Our results showed that CS induces alterations in TSPO and TSPO-associated mitochondrial processes in a time-dependent manner. The ligands alone did not cause adverse effects in our cellular models. The protective capacity of  2-Cl-MGV-1 was superior to MGV-1 at a concentration of 25 µM, in prevention of the CS-induced alterations in TSPO expression levels, TSPO binding, ADP/ATP ratio, oxidative stress, mitochondrial membrane potential (ΔΨm) depolarization, cAMP levels, and cell death levels. In the second model, the results demonstrated the superiority of the low affinity ligand (CB204) over the high affinity ligand (CB86) in protection against the CoCl2-induced damage. In the third model, it was demonstrated that CSE can, at least partially, penetrate the BBB and induce inflammatory responses on both sides of the BBB, as well as effect on the MAPK pathway and cell death in glial cells.

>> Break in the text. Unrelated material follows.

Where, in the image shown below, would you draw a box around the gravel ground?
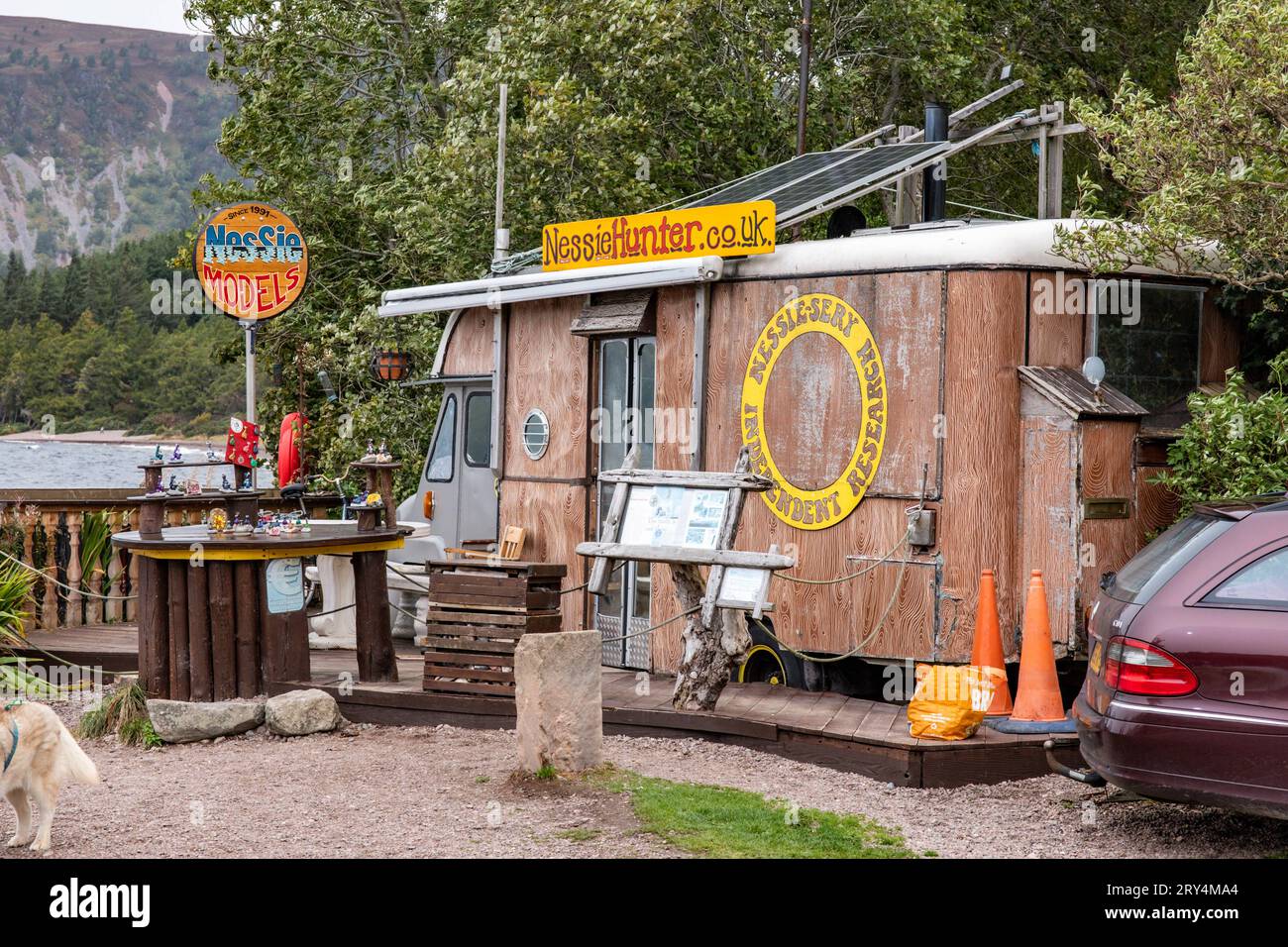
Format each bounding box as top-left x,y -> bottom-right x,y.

To conclude, CS and CoCl2 exposure induces upregulation of TSPO expression and TSPO-related cell death processes. This suggests that TSPO may be involved in the development of CS- and CoCl2- induced tissue damage. Our findings demonstrate the protective capacity of our TSPO ligands (MGV-1 and 2-Cl-MGV-1) in prevention of CS-related lung diseases, but not oral diseases. Furthermore, it appears that the low affinity for TSPO target enhances the potency of TSPO ligands in the protection from hypoxic cell death. These findings suggest that the low affinity ligands may be candidates for the treatment of various CS-induced and hypoxia-induced diseases, such as pulmonary ischemic diseases and chronic obstructive diseases (COPD).